3. Lancer un processus exhaustif de dialogue national pour réformer la constitution dépassée de 1978 – en privilégiant une charte moderne, fédérale, qui mettrait l’accent sur des consensus entre régions, et qui prendrait en considération les opinions des 25%, au bas mot, d’indépendantistes radicaux de Catalogne.
Rien de tout cela n’est au menu – et c’est pourquoi la vraie tragédie ne fait que commencer. L’Espagne est déjà fracturée – et il n’y aura pas de retour en arrière.
Rosa Luxembourg à la rescousse
La tentation de dresser des parallèles avec l’Europe du siècle dernier est forte.

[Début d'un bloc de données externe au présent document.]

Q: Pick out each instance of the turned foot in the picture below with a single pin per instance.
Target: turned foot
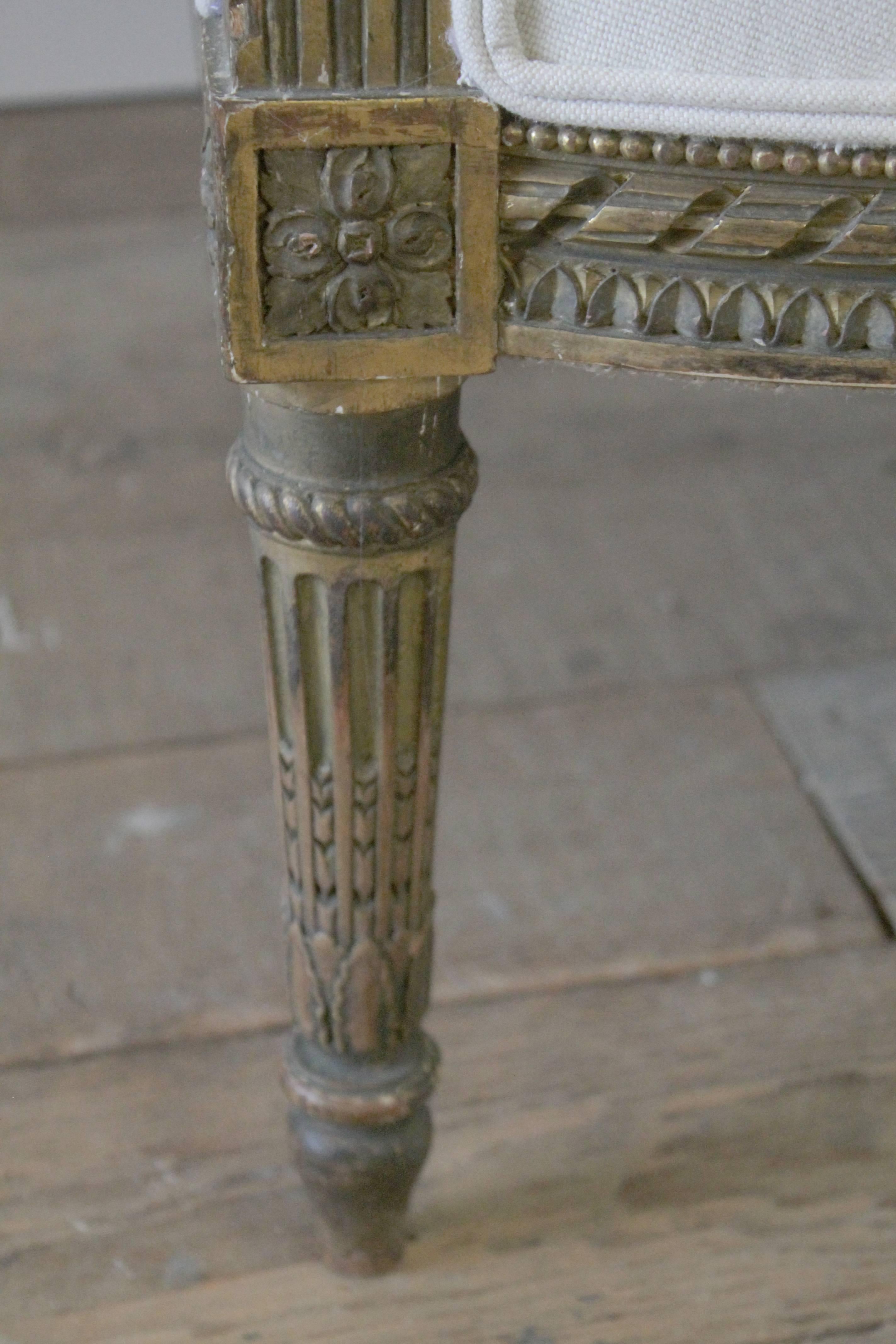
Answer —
(354, 523)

Par exemple, on pourrait penser à adapter le dernier essai au vitriol écrit par Rosa Luxembourg avant son assassinat de juillet 1919 ; « vous autres, hommes de main stupides ! Votre ‘ordre’ est bâti sur du sable ». Dans le même temps, Rosa Luxembourg prévenait la gauche contre l’émergence du nationalisme petit-bourgeois après la chute des Habsbourg (la Tchécoslovaquie était une exception).

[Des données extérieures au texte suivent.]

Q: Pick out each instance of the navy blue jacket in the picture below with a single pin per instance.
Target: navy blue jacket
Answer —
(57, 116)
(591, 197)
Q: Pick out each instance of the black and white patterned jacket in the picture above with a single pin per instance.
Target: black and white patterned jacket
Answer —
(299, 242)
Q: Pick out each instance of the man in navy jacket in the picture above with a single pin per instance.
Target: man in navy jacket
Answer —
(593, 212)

Le « catalanisme » – qui est né au XIXe siècle – est tout autre chose, malgré tout. La fissure Barcelone-Madrid est fondée sur des raisons économiques et fiscales importantes, de plus amplifiées par les conséquences négatives de la crise financière de 2008. Le nationalisme catalan n’est pas étroit d’esprit, mais accueillant et très ouvert aux autres – qu’ils proviennent d’autres régions d’Espagne ou de l’étranger.

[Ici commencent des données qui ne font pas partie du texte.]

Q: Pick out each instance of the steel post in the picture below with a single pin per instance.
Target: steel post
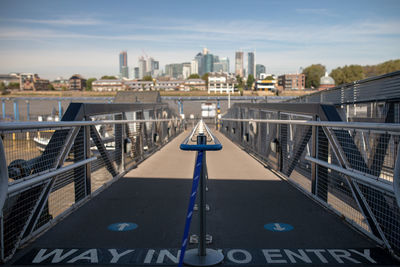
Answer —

Le problème politique semble insoluble parce que la Catalogne – la plus européiste des régions d’Espagne, et historiquement partisane du républicanisme et du fédéralisme – conteste l’essence même du système espagnol. Jeter aux oubliettes cette constitution dépassée – écrite immédiatement après la mort de Franco et ruisselante d’amnisties de franquistes – est aussi important que l’auto-détermination. Dire que les Bourbons vont droit à une crise de légitimité est un doux euphémisme.
Les actions de Madrid du Jour de la Répression – menée par un partisan franquiste de la torture, l’infâme colonel de la Guardia Civil Diego Pérez de los Cobos, dit général Boum-Boum [Ndt : référence à une chanson catalane] – étaient appelées à raviver la mémoire de la Catalogne en tant que centre anarchiste/républicain pendant la guerre civile espagnole ; la Guardia Civil, en elle-même, représente la mémoire du franquisme. Il est compréhensible que les séparatistes préfèrent laisser en arrière cette charge historique/financière quand ils voient l’impossibilité d’une réelle modernisation de l’Espagne.
La perspective d’une implosion de l’Etat actuel espagnol – avec ses répercussions possibles, du Pays Basque à l’Ecosse – devrait motiver les Européens de tous poils à réfléchir intensément à toutes les interconnexions entre la ville, le territoire, la nation, l’Etat et l’Union européenne ; un exercice salutaire de réflexion en politique économique.
Au lieu de quoi, encore une fois, nous avons une paralysie totale de Bruxelles. Il n’y a pas de plan B. Pire, il n’y a pas de volonté politique, comme l’ont remarqué quelques Verts du Parlement européen. Rien d’étonnant, avec des leaders aussi médiocres que l’équipe Juncker/Tusk et le numéro deux de la Commission européenne, le juriste néerlandais Frans Timmermans, et ses propos selon lesquels « quelquefois, la lettre de la loi doit être préservée par un usage proportionné de la force. »
Bruxelles, qui fait face à la perspective d’une région qui peut partir d’un seul coup non seulement de l’UE, mais aussi de l’euro, est incapable de comprendre que la fracture espagnole est représentative de la fracture des Etats-nations de l’UE. Le soutien inconditionnel de Juncker/Tusk au nano-Franco ne peut qu’être interprété comme hors de propos par les cercles progressistes européens ; quel bien pourrait émerger d’une médiation par ces non-entités ? C’est la société civile d’Espagne et de Catalogne, ensemble, qui doivent être les médiateurs. On peut se demander s’ils sont à la hauteur.